Claudia’s Call-to-Arms to Keep Girls in Class

Fifth (Year 10) student Claudia has won an essay writing competition organised by Restless Development in collaboration with the Financial Times.

Coming first place in the 13-15-years-old age category, Claudia’s eloquent and impassioned essay was written in response to the question How Does Education Need to Change to Help More Girls Stay in School?

In it, she calls on educators to acknowledge gender differences and to think carefully and critically about the environments in which girls are taught, as well as how the content of an education can impact on the experiences of young women.

“For societies to value women and for girls to feel safe in classrooms,” she writes, “gender stereotypes and negative gender portrayals must be removed from learning materials.”

Thoroughly researched and sensitively composed, Claudia’s essay discusses how precarious girls’ education is worldwide.

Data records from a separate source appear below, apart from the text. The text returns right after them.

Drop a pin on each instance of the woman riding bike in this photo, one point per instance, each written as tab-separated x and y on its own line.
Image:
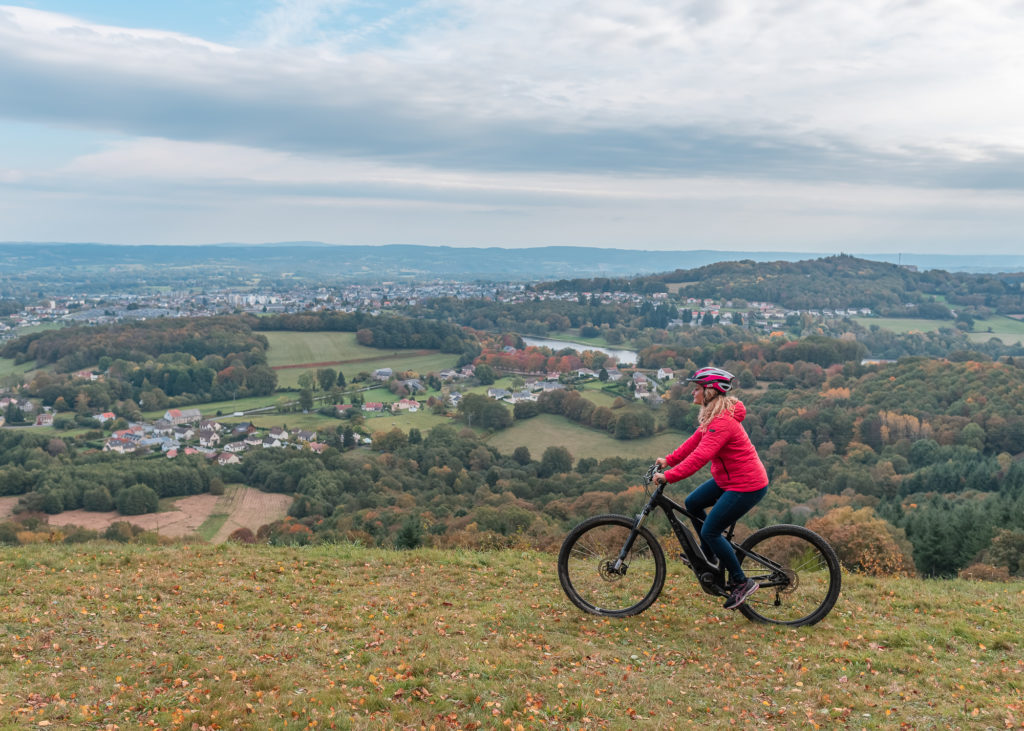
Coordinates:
738	477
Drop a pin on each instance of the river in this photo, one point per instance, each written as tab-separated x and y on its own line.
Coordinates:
623	357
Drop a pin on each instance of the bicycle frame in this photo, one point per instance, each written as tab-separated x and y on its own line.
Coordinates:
710	575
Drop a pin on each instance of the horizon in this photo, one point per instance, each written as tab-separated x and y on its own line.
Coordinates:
671	125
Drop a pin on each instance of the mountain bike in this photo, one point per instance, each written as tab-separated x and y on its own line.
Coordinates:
612	565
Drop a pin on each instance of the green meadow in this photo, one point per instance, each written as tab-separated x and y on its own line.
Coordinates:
546	430
1008	330
126	636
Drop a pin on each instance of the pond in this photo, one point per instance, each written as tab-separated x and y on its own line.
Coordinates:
623	357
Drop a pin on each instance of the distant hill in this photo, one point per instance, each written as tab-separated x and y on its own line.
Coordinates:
835	282
315	260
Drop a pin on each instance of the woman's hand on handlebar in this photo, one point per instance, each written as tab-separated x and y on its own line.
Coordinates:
660	463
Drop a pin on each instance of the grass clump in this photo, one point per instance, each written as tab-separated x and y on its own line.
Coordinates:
257	637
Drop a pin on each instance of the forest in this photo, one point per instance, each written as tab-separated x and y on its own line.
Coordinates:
908	466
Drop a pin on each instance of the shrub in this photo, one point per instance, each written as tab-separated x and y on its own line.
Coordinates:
985	572
97	500
122	531
864	542
78	534
243	535
137	500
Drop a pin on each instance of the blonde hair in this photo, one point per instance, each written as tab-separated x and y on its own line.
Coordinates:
715	407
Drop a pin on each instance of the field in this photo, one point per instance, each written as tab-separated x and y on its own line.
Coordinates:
1008	330
294	353
195	515
7	368
255	637
539	433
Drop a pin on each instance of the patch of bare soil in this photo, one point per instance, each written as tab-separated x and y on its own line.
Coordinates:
251	508
245	507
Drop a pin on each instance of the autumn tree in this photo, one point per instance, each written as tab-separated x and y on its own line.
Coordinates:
864	542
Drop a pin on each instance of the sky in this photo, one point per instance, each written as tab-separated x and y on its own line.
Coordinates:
822	126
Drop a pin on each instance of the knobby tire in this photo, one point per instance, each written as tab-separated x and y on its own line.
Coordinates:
586	562
802	586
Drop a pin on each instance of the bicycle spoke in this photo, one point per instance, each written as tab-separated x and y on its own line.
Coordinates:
807	586
588	570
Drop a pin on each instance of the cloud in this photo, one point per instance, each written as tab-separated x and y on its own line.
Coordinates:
820	89
804	123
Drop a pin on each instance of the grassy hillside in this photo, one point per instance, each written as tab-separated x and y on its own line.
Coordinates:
344	637
546	430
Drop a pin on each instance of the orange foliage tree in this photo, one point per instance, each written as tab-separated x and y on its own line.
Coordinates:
864	542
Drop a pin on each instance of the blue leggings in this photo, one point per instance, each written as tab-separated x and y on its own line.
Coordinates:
729	506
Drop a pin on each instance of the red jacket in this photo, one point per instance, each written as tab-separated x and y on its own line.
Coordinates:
734	462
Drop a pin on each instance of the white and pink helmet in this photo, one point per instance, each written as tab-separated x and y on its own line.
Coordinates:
715	378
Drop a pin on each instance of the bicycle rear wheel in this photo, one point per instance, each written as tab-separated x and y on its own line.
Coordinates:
798	572
586	567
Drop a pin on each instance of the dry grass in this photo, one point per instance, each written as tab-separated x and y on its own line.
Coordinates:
194	637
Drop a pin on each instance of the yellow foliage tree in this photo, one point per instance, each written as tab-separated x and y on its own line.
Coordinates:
864	542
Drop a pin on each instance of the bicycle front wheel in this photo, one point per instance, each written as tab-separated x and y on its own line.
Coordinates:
587	572
798	573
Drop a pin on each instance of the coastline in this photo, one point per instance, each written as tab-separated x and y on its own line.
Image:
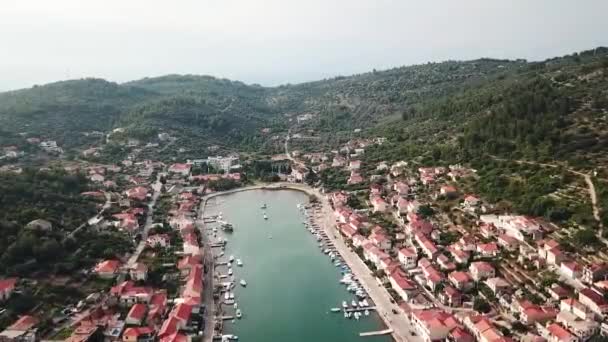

Elsewhere, she writes: “According to UNICEF, only 49 per cent of countries have achieved gender parity in primary education, a gap that widens to only 24 per cent for upper secondary education.”

“Girls need to be supported in the subjects that engage them and encouraged in their career choices, including those in which they are underrepresented.”

Claudia’s article is now hosted alongside winning essays from other age categories on the We Are Restless blog, which has been designed as a platform for young people to speak out on the issues that mean most to them.

Restless Development is a non-profit global agency that facilitates volunteering, research, training and mobilisation among young people seeking to foster meaningful change. Its activities centre youth empowerment against issues spanning education to gender rights, democracy to climate justice.

The Restless Development and Financial Times Writing Challenge forms part of Restless Development’s Power Up Appeal, which is concerned with raising funds to support the education of young girls in Sierra Leone and across the world.